Were it not for former Mayor Gavin Newsom's veto, tenants in newer buildings would be afforded just cause eviction protections and relocation subsidies.

Before the onslaught of displacement, San Francisco nearly expanded eviction protections to most buildings. A narrow defeat at the hands of Gov. Gavin Newsom and 10 years later, supervisors are considering similar legislation.

Tenants living in homes built before June 13, 1979 are afforded protections like limited annual rent increases, just cause eviction protections, and relocation bonuses. Under legislation brought forward by Supervisor Matt Haney, those controls — minus rent increase limitations — would apply to people in newer buildings as well.

“It’s hugely consequential for the 35,000 plus residents who will be covered and don’t have to live in fear of arbitrary eviction,” Haney tells SF Weekly. “These sort of protections are something that, as a resident, you don’t know that you need until you do.”

That legislation is expected to land before the full Board of Supervisors on Dec. 10 after a breezy run through the Rules Committee on Monday. It has the support of Supervisors Hillary Ronen, Sandra Lee Fewer, and Shamann Walton as cosponsors.

In 2010, San Francisco supervisors approved similar legislation that would have expanded rent control to homes built after 1979. But supervisors were one vote shy of a veto-proof approval and Newsom, then San Francisco mayor, killed it.

“Would it have prevented or slowed the gentrification or displacement were seeing? Maybe,” says Cynthia Fong, an organizer with the Housing Rights Committee of San Francisco focused on the Richmond District. “Now there is a way for renters who can access a lawyer, affirmatively, to fight rent increases that might be above local or state laws.”

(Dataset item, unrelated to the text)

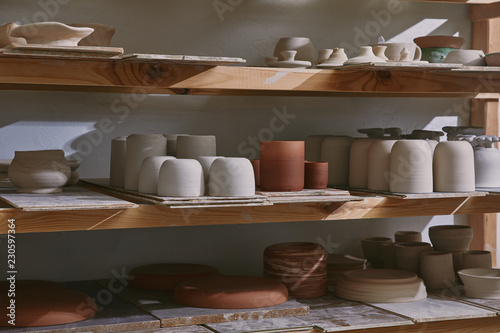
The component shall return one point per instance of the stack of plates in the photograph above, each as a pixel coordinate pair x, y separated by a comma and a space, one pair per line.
380, 286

Nearly a decade later as California governor, Newsom approved similar, though what some called watered down, statewide eviction protections and anti-rent gouging in the form of Assembly Bill 1482 authored by San Francisco’s Assemblymember David Chiu. It protects tenants who fall outside just cause evictions, which accounts for behavior like nonpayment, breaches in the lease, and criminal activity.

AB 1482, however, does not account for buildings established after 2004 nor cover tenants living in eligible buildings for less than a year. Haney’s closes those loopholes in San Francisco and brings the changes under the jurisdiction of the local Rent Board, an entity many cities don’t have.

The proposed 2018 repeal of Costa Hawkins, a state law that locked San Francisco into that 1979 limitation, would have paved the way to also expand rent control limitations but was crushed at the ballot box. Further, enforcement of these protections, barriers to tenant counsel, and vacancy control still loom large among tenant advocates like Fong. Several public commenters at Monday’s meeting called the legislation an overdue, common-sense change.

“It starts this series of events that’s catastrophic for some people,” said Jennifer Freidenbach, Coalition on Homelessness director, about the challenge of recovering from an eviction. “We have to go upstream and take these measures if we want to address homelessness.”

Haney noted that Newsom’s change in attitude and AB 1482 shows the extent of the problem and progress made by tenant groups at the state level. Lack of opposition during the Rules Committee hearing and unanimous vote to move to the full Board also marked a significant shift for Ronen, who worked as a legislative aide to predecessor David Campos.

“I’ve been involved in countless amounts of tenant legislation and it’s never felt this easy before,” Ronen said at Monday’s meeting, commending continued work of tenant rights advocates. “What a difference a board makes, right?”